Being a pen tester is a cool job, we get to break into companies (with permission), steal stuff, and then tell them how we did it. Many testers focus on the cool hack, or getting domain admin, or finding SQL injection flaws because that is the exciting part of the job. These make up the stories that are used in convention talks for years.
When the engagement is complete, we now have to deliver the one thing the client paid for: The Report. No one talks about the rad report they delivered on time that met the clients expectations at a conference. Report writing can be a chore compared to everything else we do, but it is the lasting impression we leave with the client of the quality of work we performed. The client doesn’t see the hours we spend sifting through scan results looking for a foothold, the attempts to exploit that are successfully stopped, or the recon needed to social engineer a spearphish. They see: The Report.
The Report is where we have to illustrate to them the effort we put in and show them both the bad and the good of the engagement. The Report is what we exchange with them for the payment. Our reports have several sections, each with an audience and a goal that we want to communicate.
The Executive Summary
The title of the first section makes it pretty clear as to who the audience is: The Executive. This is the section of the report that will make its way to the C-level executives. Typically this is the person who want just a few questions about the test answered, “how did we do?” and “what are the risks to the business?”
They want concise answers that are non-technical in nature. While this is the first section of the report it is also the “bottom line”. What was positive and negative about the test? What were the critical finding that with put my business at risk?
The Narrative
This is the section of the report that the writer can tell the tale of the test. This the place the story for the security conference talk is born. Start with the beginning of the test. While that sounds obvious, it can be harder to do after days of testing when you are finally getting around to The Report. Use this section to track what you tried during the test and whether or not it worked. If something you tried didn’t work, tell the client why in this section. Make this section interesting to the reader by including details and use screenshots to illustrate your point. Remember be though yet brief, we still have more of The Report to write.
Findings and Recommendations
We are now in the technical section of the report; what was found, what is the risk, how it was found, and what are possible ways to remediate it. Your test may have a list of findings that you found during the run of the engagement, but what is the risk of each of those findings to your specific client? Based on the needs of your client, we triage each finding, typically putting them into a risk category of either high, medium or low.
Within each finding, no matter the risk category, we need to outline certain details to effectively communicate what we have found.

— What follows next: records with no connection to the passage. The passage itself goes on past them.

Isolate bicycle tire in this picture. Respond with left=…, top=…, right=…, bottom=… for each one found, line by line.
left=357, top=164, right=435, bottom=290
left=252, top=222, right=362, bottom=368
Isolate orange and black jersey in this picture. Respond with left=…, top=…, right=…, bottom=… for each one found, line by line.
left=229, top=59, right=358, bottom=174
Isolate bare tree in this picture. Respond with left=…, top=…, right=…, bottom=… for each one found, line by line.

Provide the details of the vulnerability or finding, explaining in detail the technology that is being leveraged. Describe the risk the finding poses to the organization using both accurate technical language and context to the clients system. The contextualizing of the risk should show the potential impact of the finding factoring in the likelihood and the possible impact.

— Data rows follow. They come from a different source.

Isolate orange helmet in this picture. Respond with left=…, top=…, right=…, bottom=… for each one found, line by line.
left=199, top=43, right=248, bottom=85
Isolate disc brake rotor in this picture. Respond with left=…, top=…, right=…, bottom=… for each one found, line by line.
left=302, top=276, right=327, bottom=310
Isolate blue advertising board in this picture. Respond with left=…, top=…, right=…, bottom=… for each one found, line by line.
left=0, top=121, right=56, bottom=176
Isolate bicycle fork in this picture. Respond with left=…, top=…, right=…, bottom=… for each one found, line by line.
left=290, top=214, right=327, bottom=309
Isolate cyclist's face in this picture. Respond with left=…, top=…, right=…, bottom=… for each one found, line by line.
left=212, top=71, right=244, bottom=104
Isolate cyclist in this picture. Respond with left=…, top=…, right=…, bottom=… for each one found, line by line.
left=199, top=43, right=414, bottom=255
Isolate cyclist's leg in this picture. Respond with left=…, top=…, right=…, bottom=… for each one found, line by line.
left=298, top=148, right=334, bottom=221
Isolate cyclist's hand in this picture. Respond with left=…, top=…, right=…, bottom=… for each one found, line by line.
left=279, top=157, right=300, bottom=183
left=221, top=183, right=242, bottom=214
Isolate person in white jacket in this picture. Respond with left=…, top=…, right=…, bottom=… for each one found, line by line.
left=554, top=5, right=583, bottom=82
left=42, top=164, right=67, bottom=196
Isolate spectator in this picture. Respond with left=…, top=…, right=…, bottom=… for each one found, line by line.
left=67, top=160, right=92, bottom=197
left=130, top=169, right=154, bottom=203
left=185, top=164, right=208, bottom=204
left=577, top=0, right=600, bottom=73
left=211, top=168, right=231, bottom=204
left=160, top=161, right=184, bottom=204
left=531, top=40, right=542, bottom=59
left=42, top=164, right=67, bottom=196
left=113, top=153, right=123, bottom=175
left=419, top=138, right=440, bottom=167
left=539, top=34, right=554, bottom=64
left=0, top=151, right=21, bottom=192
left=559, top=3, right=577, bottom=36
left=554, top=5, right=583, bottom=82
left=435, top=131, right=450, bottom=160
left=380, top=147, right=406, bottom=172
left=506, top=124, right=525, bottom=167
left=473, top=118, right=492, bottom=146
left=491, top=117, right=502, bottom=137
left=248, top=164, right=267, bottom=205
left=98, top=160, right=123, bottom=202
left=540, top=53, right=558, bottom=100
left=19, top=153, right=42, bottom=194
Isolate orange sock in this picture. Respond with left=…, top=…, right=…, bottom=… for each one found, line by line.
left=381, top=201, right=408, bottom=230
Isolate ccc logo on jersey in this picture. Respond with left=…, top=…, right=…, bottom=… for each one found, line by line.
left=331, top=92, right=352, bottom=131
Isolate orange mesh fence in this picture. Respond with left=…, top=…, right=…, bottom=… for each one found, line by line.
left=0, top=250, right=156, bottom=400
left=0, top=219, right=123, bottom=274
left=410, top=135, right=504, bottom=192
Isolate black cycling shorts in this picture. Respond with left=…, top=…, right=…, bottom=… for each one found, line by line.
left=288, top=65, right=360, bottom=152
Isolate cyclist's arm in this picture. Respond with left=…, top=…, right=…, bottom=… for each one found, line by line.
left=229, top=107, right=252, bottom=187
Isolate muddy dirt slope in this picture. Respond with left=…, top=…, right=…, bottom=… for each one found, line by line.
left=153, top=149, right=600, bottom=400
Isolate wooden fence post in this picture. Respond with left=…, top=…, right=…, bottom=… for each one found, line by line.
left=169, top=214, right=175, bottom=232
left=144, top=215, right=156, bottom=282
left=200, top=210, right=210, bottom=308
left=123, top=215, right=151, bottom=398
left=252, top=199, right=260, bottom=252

If you were able to exploit the finding, show the proof to the client with screenshots and a description so they can replicate the finding. This is an opportunity to teach the clients staff how to see a finding from a different perspective. Seeing the exploit and the steps taken to leverage the finding can assist in understanding the recommended remediation.

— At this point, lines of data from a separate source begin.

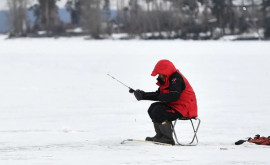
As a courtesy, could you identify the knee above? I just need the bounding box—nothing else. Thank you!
[148,102,160,116]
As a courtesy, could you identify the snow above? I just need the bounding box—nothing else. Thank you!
[0,36,270,165]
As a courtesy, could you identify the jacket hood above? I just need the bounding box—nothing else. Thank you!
[151,60,177,77]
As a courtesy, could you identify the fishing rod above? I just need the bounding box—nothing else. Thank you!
[107,73,135,93]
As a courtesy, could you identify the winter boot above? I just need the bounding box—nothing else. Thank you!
[156,121,175,145]
[145,122,162,141]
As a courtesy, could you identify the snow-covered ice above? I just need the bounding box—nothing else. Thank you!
[0,36,270,165]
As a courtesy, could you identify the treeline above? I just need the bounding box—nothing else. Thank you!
[8,0,270,39]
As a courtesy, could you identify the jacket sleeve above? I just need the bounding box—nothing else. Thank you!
[143,89,159,101]
[157,73,186,102]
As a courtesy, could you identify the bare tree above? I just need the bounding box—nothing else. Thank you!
[7,0,28,36]
[81,0,101,39]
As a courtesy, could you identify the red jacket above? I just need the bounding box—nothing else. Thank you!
[151,60,198,118]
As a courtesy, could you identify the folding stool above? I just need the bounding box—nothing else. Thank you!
[172,117,201,146]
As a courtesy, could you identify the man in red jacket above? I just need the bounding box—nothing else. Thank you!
[134,60,197,145]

It is a mistake to assume that the client can just fix the finding because it has been explained. Adding a recommendation for remediation specific to the finding and the exact system the client is using increases the value of the report and will help the IT staff resolve the issue quickly.
Strategic Guidance
During the course of the test you get a feel for the weakness in an organization at a high level or you see systemic issues that are highlighted by the findings. Make suggestions for things like security focused developer training or implementing multi-factor authentication. As the testers, we are looked to as the expert, and we see the systems differently than most day to day IT professionals. We need to leverage that to affect change at a macro level.
I doubt that The Report will ever become the headline grabbing event that an exploit or a named vulnerability can become. But with each well written report another brick is added to the professional reputation as a penetration tester in the eyes of your clients.